Excited to release our second episode of Generally Intelligent! This time we’re featuring Sarah Jane Hong, co-founder of Latent Space, a startup building the first fully AI-rendered 3D engine in order to democratize creativity.
Sarah co-authored Low Distortion Block-Resampling with Spatially Stochastic Networks from NeurIPS 2020, a very cool method that lets you realistically resample part of a generated image. For example, maybe you’ve generated a castle, but you’d like to change the style of a tower - you could then resample that tower until you get something you like.

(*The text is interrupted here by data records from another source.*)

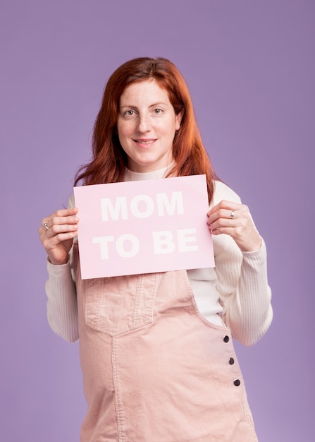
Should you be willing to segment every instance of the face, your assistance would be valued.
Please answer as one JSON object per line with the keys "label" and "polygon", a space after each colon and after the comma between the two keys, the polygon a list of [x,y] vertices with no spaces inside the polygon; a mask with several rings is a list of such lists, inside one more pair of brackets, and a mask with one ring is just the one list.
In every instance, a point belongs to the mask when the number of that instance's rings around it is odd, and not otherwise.
{"label": "face", "polygon": [[128,169],[146,172],[169,165],[181,117],[175,115],[168,92],[154,80],[128,86],[121,97],[117,131]]}

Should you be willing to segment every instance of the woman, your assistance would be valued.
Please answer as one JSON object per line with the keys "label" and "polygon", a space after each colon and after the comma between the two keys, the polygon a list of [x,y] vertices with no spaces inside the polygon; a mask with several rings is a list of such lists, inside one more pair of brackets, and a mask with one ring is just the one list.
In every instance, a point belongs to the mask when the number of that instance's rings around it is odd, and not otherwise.
{"label": "woman", "polygon": [[87,414],[82,442],[253,442],[232,337],[272,319],[266,248],[239,197],[214,179],[177,68],[139,58],[105,88],[93,160],[75,185],[205,174],[216,268],[82,280],[74,200],[42,220],[48,318],[80,338]]}

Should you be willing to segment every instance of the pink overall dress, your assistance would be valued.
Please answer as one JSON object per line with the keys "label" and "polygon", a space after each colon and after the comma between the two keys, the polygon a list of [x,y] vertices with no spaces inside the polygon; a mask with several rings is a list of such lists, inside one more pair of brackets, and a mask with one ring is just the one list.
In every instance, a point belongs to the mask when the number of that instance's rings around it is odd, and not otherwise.
{"label": "pink overall dress", "polygon": [[230,330],[198,311],[185,270],[82,280],[81,442],[257,442]]}

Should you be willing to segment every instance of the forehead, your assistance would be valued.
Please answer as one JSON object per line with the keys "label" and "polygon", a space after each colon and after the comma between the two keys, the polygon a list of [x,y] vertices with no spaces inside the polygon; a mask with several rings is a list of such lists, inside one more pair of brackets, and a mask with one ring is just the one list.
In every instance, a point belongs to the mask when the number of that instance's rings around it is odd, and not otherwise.
{"label": "forehead", "polygon": [[121,95],[120,104],[131,104],[132,102],[170,103],[168,92],[154,79],[137,81],[125,88]]}

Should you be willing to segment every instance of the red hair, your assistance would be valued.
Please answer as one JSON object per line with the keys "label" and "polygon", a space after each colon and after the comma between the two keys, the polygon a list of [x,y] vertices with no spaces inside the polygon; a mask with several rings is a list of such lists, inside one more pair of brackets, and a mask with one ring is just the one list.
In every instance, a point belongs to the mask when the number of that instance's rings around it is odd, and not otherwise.
{"label": "red hair", "polygon": [[79,169],[75,186],[80,180],[85,185],[123,181],[128,158],[116,131],[119,100],[129,85],[149,79],[154,80],[168,92],[176,115],[183,112],[173,144],[175,165],[168,176],[205,174],[211,201],[215,174],[197,126],[190,95],[180,72],[163,58],[134,59],[122,64],[111,76],[94,124],[93,160]]}

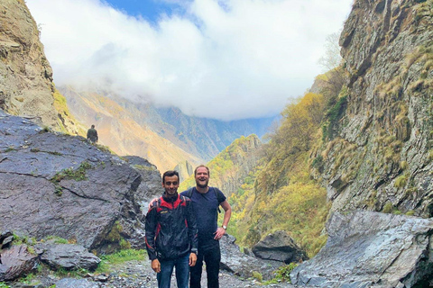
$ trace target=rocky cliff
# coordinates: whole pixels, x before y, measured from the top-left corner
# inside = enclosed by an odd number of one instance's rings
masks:
[[[347,80],[313,156],[332,211],[433,215],[432,15],[431,0],[355,2]]]
[[[55,89],[39,33],[24,1],[0,3],[0,108],[57,130],[83,134]]]
[[[133,167],[82,137],[1,112],[0,151],[0,231],[61,237],[97,251],[144,247],[139,202],[161,189],[145,160],[127,159],[142,164]]]

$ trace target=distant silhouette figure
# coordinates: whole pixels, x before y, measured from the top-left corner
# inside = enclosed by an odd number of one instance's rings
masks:
[[[95,125],[92,125],[92,128],[88,130],[88,140],[91,143],[97,143],[97,131],[95,129]]]

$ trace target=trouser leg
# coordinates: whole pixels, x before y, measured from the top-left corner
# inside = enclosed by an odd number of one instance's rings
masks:
[[[221,262],[221,250],[218,245],[204,253],[206,272],[207,274],[207,288],[219,288],[219,262]]]
[[[160,261],[161,272],[156,274],[158,288],[170,288],[171,274],[173,273],[174,261]]]
[[[198,251],[197,256],[196,266],[189,268],[190,278],[189,278],[189,287],[190,288],[201,288],[201,272],[203,270],[203,253]]]
[[[178,288],[188,288],[189,280],[189,254],[178,258],[175,266]]]

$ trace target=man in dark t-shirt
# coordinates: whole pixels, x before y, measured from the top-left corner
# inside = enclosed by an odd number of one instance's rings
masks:
[[[189,197],[192,202],[192,209],[196,215],[198,230],[198,254],[195,266],[190,267],[189,287],[201,288],[201,273],[203,261],[206,263],[207,274],[207,288],[219,288],[219,262],[221,250],[219,239],[226,234],[228,221],[232,216],[232,207],[223,193],[216,187],[209,187],[209,168],[198,166],[194,171],[196,186],[184,191],[180,195]],[[157,201],[152,199],[149,207]],[[218,208],[224,209],[223,225],[218,227]]]
[[[205,261],[207,288],[218,288],[219,262],[221,261],[219,239],[226,233],[232,215],[232,208],[219,189],[208,186],[210,176],[208,167],[198,166],[194,171],[194,176],[196,187],[192,188],[192,193],[184,191],[180,194],[181,195],[190,194],[189,198],[192,201],[198,230],[198,254],[196,266],[190,267],[189,287],[201,287],[201,272],[203,261]],[[219,205],[225,212],[222,227],[217,227]]]
[[[88,140],[92,143],[97,142],[97,131],[95,129],[95,125],[92,125],[92,127],[88,130]]]

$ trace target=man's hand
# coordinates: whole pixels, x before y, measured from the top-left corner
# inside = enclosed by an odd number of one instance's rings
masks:
[[[197,258],[196,258],[197,259]],[[153,269],[153,271],[155,271],[156,273],[160,273],[161,272],[161,263],[160,263],[160,260],[158,259],[153,259],[152,260],[152,269]]]
[[[223,238],[223,235],[226,234],[226,230],[222,227],[218,227],[218,229],[216,230],[216,232],[215,232],[214,234],[215,234],[214,239],[219,240],[220,238]]]
[[[197,255],[196,253],[189,254],[189,266],[192,267],[196,265],[197,262]]]
[[[147,208],[151,209],[152,205],[153,205],[153,203],[157,201],[158,201],[158,198],[152,199],[151,202],[149,202],[149,207],[147,207]]]

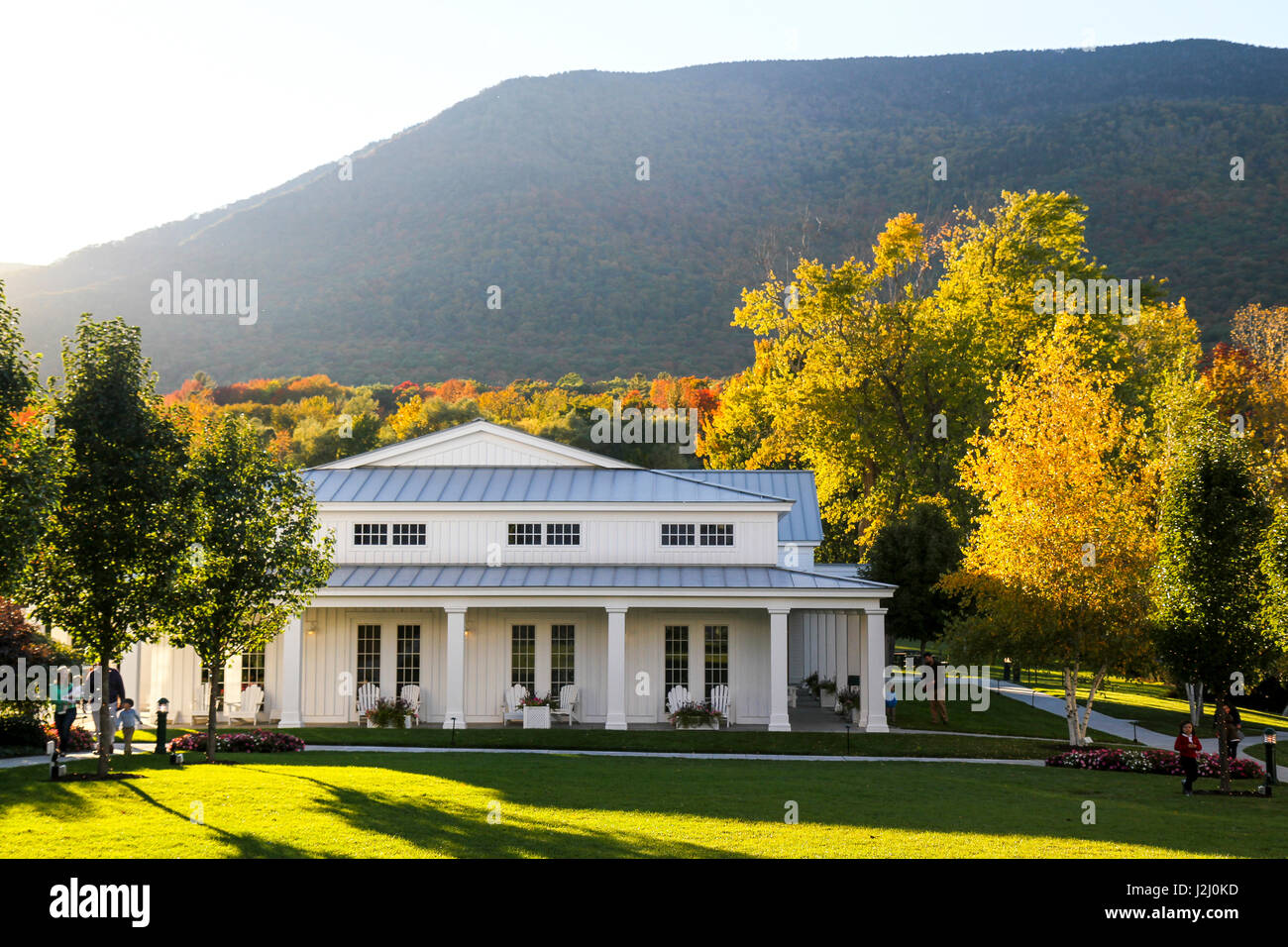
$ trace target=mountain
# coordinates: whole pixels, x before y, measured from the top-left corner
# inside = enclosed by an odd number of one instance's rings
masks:
[[[125,316],[169,387],[719,375],[751,361],[729,320],[766,262],[1038,188],[1082,197],[1090,250],[1167,277],[1212,341],[1238,307],[1288,301],[1285,103],[1288,50],[1208,40],[514,79],[355,152],[352,180],[323,165],[12,273],[8,295],[48,353],[82,311]],[[152,314],[174,271],[256,280],[258,321]]]

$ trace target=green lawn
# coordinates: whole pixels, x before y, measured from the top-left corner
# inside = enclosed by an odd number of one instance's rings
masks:
[[[126,778],[112,782],[3,770],[0,857],[1288,854],[1284,798],[1186,799],[1159,776],[488,754],[228,760],[117,759]],[[1095,825],[1082,822],[1087,800]],[[784,822],[790,803],[799,825]]]

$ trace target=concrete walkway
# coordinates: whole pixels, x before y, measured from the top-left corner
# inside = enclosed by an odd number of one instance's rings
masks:
[[[768,752],[649,752],[647,750],[538,750],[529,747],[469,747],[469,746],[309,746],[305,752],[491,752],[528,754],[536,756],[634,756],[640,759],[676,760],[768,760],[772,763],[989,763],[1010,767],[1041,767],[1042,760],[988,760],[960,756],[815,756],[805,754]],[[64,759],[94,759],[93,752],[73,752]],[[48,756],[13,756],[0,760],[0,769],[48,765]]]

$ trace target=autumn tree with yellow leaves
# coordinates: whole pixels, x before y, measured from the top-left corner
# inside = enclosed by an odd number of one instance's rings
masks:
[[[1094,350],[1061,316],[1025,370],[1003,378],[992,425],[961,464],[981,512],[961,568],[943,581],[970,607],[947,635],[958,660],[1010,655],[1061,669],[1074,746],[1105,674],[1146,660],[1155,555],[1145,424],[1115,394],[1123,375]],[[1092,678],[1079,718],[1083,670]]]

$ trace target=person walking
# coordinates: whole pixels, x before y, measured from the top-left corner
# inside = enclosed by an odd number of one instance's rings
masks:
[[[930,697],[930,723],[939,723],[943,718],[944,725],[948,725],[948,680],[944,678],[943,665],[939,660],[931,655],[929,651],[921,656],[921,661],[926,667],[926,693]]]
[[[121,736],[125,737],[125,755],[129,756],[130,743],[134,742],[134,731],[143,725],[143,720],[139,718],[139,711],[134,709],[134,701],[126,697],[122,703],[125,709],[121,711]]]
[[[1199,754],[1203,752],[1203,745],[1194,736],[1194,724],[1189,720],[1181,724],[1181,733],[1176,737],[1176,752],[1181,755],[1181,769],[1185,772],[1181,789],[1185,795],[1193,796],[1194,781],[1199,778]]]
[[[66,756],[72,740],[72,722],[76,719],[76,692],[72,675],[66,667],[58,669],[52,693],[54,701],[54,728],[58,731],[58,755]]]
[[[111,728],[112,737],[116,740],[117,728],[117,715],[121,713],[121,701],[125,700],[125,682],[121,679],[121,671],[117,667],[108,665],[107,667],[107,693],[102,691],[99,684],[99,671],[102,671],[102,665],[94,665],[89,674],[85,675],[85,689],[90,693],[90,706],[94,705],[95,698],[107,702],[108,714],[111,714]],[[90,716],[94,720],[94,728],[98,729],[98,714],[91,713]],[[102,736],[102,734],[100,734]],[[115,747],[112,752],[116,752]]]

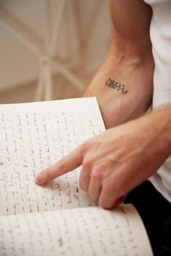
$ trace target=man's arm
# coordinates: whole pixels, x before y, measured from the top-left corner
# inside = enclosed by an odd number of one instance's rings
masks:
[[[113,39],[84,96],[96,96],[106,128],[143,114],[151,102],[154,60],[151,7],[143,0],[110,0]]]
[[[120,204],[171,154],[171,107],[110,128],[43,170],[43,185],[82,165],[80,186],[104,208]]]

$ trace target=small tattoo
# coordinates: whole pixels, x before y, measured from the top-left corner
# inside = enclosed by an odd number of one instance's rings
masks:
[[[114,80],[109,78],[106,82],[106,86],[109,88],[112,88],[113,89],[116,89],[117,91],[121,91],[121,92],[124,94],[128,92],[128,90],[125,90],[125,85],[121,84],[119,82],[114,82]]]

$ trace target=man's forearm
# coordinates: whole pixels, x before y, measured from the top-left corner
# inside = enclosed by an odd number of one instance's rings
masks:
[[[107,128],[144,114],[151,103],[151,9],[142,0],[135,2],[110,1],[114,28],[112,46],[84,94],[84,96],[97,97]]]

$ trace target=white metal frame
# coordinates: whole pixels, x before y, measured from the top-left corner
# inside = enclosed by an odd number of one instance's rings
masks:
[[[3,6],[0,6],[0,22],[8,29],[18,40],[28,47],[39,59],[40,72],[38,81],[36,85],[35,101],[51,100],[53,95],[53,78],[52,71],[60,73],[72,85],[79,90],[83,89],[83,86],[80,80],[57,57],[57,41],[60,33],[60,25],[66,18],[64,14],[67,4],[74,4],[73,1],[62,0],[57,9],[56,20],[52,25],[51,20],[51,0],[46,1],[46,38],[45,41],[38,38],[30,31],[17,17],[7,11]],[[73,14],[74,15],[75,14]],[[75,43],[78,40],[78,31],[77,30],[77,21],[70,24],[68,29],[75,30],[76,28],[77,36]],[[78,57],[78,56],[75,56]]]

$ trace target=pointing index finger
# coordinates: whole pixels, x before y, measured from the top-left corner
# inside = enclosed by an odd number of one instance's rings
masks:
[[[55,164],[39,173],[35,178],[35,183],[37,185],[43,185],[54,178],[75,169],[82,164],[83,157],[83,154],[78,146]]]

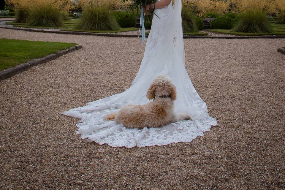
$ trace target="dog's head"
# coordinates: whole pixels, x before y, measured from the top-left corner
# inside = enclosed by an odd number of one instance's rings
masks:
[[[148,90],[146,97],[149,99],[154,99],[156,96],[170,95],[173,101],[176,99],[176,88],[169,77],[161,75],[156,78]]]

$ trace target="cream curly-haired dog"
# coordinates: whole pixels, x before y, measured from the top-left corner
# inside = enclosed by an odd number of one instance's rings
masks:
[[[152,102],[144,105],[127,105],[118,112],[109,114],[105,119],[115,119],[125,127],[138,129],[159,127],[170,122],[190,119],[186,113],[174,113],[174,102],[177,96],[176,88],[169,77],[160,75],[153,82],[146,94],[148,99],[153,99]]]

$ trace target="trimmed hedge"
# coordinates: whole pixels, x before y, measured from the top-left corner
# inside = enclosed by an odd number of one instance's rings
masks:
[[[236,17],[238,16],[238,14],[234,12],[228,12],[225,14],[224,16],[230,17],[232,19],[235,19]]]
[[[210,23],[212,29],[231,29],[234,25],[234,20],[227,16],[221,16],[216,18]]]
[[[196,23],[198,27],[199,30],[202,30],[204,29],[204,22],[202,19],[199,17],[194,16],[194,18],[196,21]]]
[[[216,14],[212,12],[208,12],[204,14],[201,17],[202,18],[214,18],[218,17]]]
[[[133,14],[125,12],[121,12],[114,14],[116,20],[122,28],[134,27],[137,23],[137,19]]]

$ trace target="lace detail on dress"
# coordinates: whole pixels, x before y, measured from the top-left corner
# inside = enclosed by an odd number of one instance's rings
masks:
[[[140,69],[131,86],[121,93],[89,102],[63,114],[80,119],[77,134],[83,139],[100,144],[130,148],[190,142],[203,135],[211,125],[217,124],[208,114],[207,105],[197,93],[185,68],[181,25],[181,1],[175,0],[163,9],[156,9],[151,29]],[[158,75],[168,75],[176,87],[176,113],[187,112],[191,119],[170,123],[161,127],[129,129],[104,118],[125,105],[149,102],[147,89]]]

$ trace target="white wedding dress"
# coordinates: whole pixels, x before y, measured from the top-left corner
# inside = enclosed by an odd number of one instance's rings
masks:
[[[72,109],[64,115],[80,118],[76,133],[83,139],[113,147],[130,148],[189,142],[211,125],[217,124],[208,114],[206,104],[193,86],[185,67],[181,18],[181,0],[162,9],[155,9],[139,70],[129,88],[119,94]],[[159,74],[170,76],[176,87],[174,102],[177,112],[187,112],[191,120],[170,123],[159,128],[130,129],[104,118],[128,104],[144,104],[148,89]]]

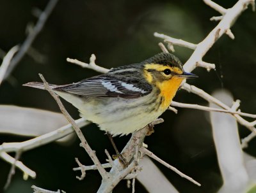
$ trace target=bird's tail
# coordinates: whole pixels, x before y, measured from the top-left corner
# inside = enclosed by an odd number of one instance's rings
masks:
[[[49,85],[51,89],[54,89],[54,87],[57,87],[57,85],[52,85],[52,84],[49,84]],[[45,87],[44,87],[44,83],[42,82],[31,82],[26,83],[26,84],[23,84],[22,86],[45,90]]]

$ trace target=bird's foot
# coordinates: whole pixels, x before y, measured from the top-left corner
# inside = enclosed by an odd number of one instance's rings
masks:
[[[154,130],[154,125],[152,124],[149,124],[148,125],[148,130],[146,134],[147,136],[151,135],[153,132],[155,132],[155,131]]]
[[[117,155],[112,155],[113,159],[118,159],[119,161],[121,162],[121,163],[123,164],[124,168],[127,168],[128,167],[128,163],[126,161],[126,160],[124,159],[124,157],[123,157],[123,155],[122,155],[122,154],[119,154]]]

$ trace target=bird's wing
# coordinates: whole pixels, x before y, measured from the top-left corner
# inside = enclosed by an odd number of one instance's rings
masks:
[[[136,98],[147,95],[152,90],[152,86],[145,80],[127,76],[102,75],[83,80],[79,82],[57,87],[56,90],[64,91],[81,97],[120,97]],[[130,81],[129,81],[130,80]]]

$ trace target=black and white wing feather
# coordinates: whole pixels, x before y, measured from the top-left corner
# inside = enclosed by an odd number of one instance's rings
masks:
[[[67,92],[80,97],[123,98],[136,98],[145,96],[149,94],[152,89],[152,86],[145,80],[134,76],[130,78],[127,75],[125,76],[116,75],[113,76],[106,74],[54,88],[54,90]]]

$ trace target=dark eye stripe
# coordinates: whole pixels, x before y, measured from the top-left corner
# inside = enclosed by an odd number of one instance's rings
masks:
[[[164,73],[166,75],[170,75],[172,73],[172,71],[170,69],[166,68],[166,69],[164,70]]]

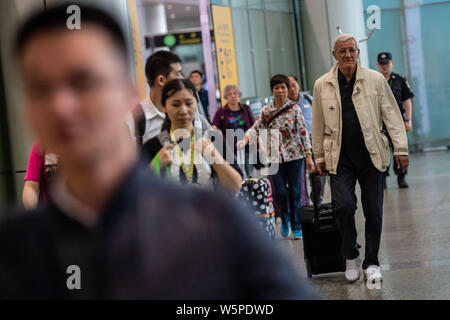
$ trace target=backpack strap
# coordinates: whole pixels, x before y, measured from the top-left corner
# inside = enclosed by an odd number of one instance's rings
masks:
[[[134,135],[136,136],[136,141],[139,148],[143,144],[143,136],[145,134],[145,113],[144,108],[141,104],[138,104],[136,108],[133,109],[133,120],[134,120]]]
[[[278,110],[277,113],[275,113],[273,116],[270,117],[269,121],[267,121],[267,128],[269,128],[269,125],[271,122],[273,122],[276,118],[278,118],[279,116],[281,116],[282,114],[288,112],[289,110],[291,110],[293,107],[295,107],[295,103],[290,103],[287,107],[284,107],[281,110]]]

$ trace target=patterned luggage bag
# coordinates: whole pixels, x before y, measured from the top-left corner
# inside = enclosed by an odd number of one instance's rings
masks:
[[[242,182],[238,201],[253,212],[272,239],[275,239],[275,210],[272,188],[267,178],[247,178]]]

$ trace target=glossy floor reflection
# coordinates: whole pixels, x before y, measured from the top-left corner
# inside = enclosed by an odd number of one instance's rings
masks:
[[[381,288],[369,289],[362,276],[348,284],[343,273],[310,279],[325,299],[450,299],[450,151],[411,155],[407,182],[409,189],[399,189],[391,169],[384,194]],[[364,216],[358,189],[356,194],[363,257]],[[278,241],[306,278],[302,240]]]

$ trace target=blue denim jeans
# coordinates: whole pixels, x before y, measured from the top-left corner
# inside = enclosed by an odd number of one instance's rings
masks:
[[[302,208],[302,173],[305,158],[280,163],[277,174],[272,176],[274,199],[283,224],[290,223],[293,231],[300,231]]]

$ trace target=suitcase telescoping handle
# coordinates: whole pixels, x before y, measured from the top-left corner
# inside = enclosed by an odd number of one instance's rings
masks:
[[[328,174],[327,170],[323,170],[322,172]],[[316,193],[316,191],[317,191],[316,179],[317,179],[317,177],[320,177],[321,175],[317,171],[314,171],[312,173],[312,175],[313,175],[313,179],[312,179],[312,196],[313,196],[313,199],[312,200],[313,200],[313,206],[314,206],[314,222],[315,223],[319,223],[319,204],[318,204],[319,201],[318,201],[318,196],[317,196],[317,193]]]

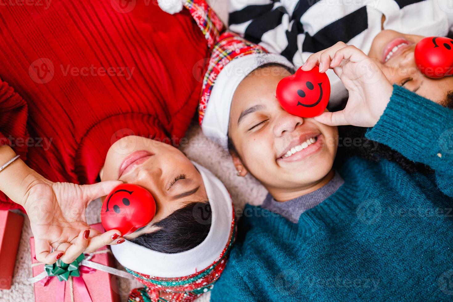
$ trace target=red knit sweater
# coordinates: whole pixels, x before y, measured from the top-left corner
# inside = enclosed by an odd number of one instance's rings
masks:
[[[125,135],[177,144],[196,111],[208,49],[190,14],[115,2],[2,6],[0,144],[50,180],[96,182]]]

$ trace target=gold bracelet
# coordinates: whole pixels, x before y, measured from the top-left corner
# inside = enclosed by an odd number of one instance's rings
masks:
[[[4,165],[3,165],[3,166],[2,166],[1,167],[0,167],[0,172],[2,172],[4,170],[5,170],[5,168],[7,167],[8,167],[8,166],[9,166],[11,164],[12,164],[13,163],[14,163],[14,161],[16,159],[17,159],[18,158],[19,158],[19,157],[20,156],[20,155],[16,155],[16,156],[15,156],[14,158],[13,158],[12,159],[10,160],[7,163],[6,163]]]

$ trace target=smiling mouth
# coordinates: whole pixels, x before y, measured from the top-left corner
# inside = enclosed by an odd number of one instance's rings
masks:
[[[300,102],[298,101],[297,102],[297,106],[300,105],[301,106],[303,106],[304,107],[314,107],[315,106],[316,106],[316,105],[317,105],[319,103],[319,102],[321,101],[321,99],[323,98],[323,86],[322,86],[323,83],[318,83],[318,85],[319,86],[319,90],[321,91],[321,92],[319,92],[319,98],[318,99],[318,101],[317,101],[313,104],[309,104],[308,105],[306,104],[302,104]]]

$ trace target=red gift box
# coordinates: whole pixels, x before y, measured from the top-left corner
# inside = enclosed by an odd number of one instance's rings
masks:
[[[0,289],[9,289],[14,272],[24,216],[0,211]]]
[[[92,225],[90,226],[100,231],[105,231],[102,225],[100,223]],[[31,246],[33,277],[35,277],[44,270],[44,264],[38,265],[35,264],[39,262],[35,258],[34,240],[33,237],[30,238],[30,244]],[[97,250],[93,254],[92,258],[90,261],[114,267],[115,262],[113,257],[110,251],[110,249],[109,248],[104,246]],[[99,269],[92,269],[92,271],[89,273],[84,272],[84,269],[82,268],[83,267],[80,269],[80,276],[83,278],[83,281],[86,285],[88,292],[93,302],[120,301],[118,279],[116,276]],[[56,277],[52,277],[51,279],[47,280],[47,283],[45,285],[43,285],[42,283],[44,283],[45,281],[44,279],[43,282],[38,282],[34,283],[34,300],[36,302],[55,301],[56,297],[58,297],[58,291],[62,289],[63,286],[61,283],[65,283],[64,302],[71,302],[71,301],[75,302],[85,302],[83,298],[83,294],[81,295],[78,291],[76,284],[76,282],[73,277],[70,277],[70,279],[66,282],[58,281]],[[72,291],[71,286],[72,286]],[[72,300],[71,292],[72,293],[73,300]]]

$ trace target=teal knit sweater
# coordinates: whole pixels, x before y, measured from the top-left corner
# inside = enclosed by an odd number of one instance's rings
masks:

In this episode, we touch on:
- What it was like taking classes under Geoff Hinton in 2013
- How not to read papers
- The downsides of only storing information in model weights
- Why using natural language prompts to render a scene is much harder than you’d expect
- Why a model’s ability to scale is more important than getting state-of-the-art results
As always, please feel free to reach out with feedback, ideas, and questions!
Here’s the full transcript.
Generally Intelligent is a podcast made for deep learning researchers (you can learn more about it here).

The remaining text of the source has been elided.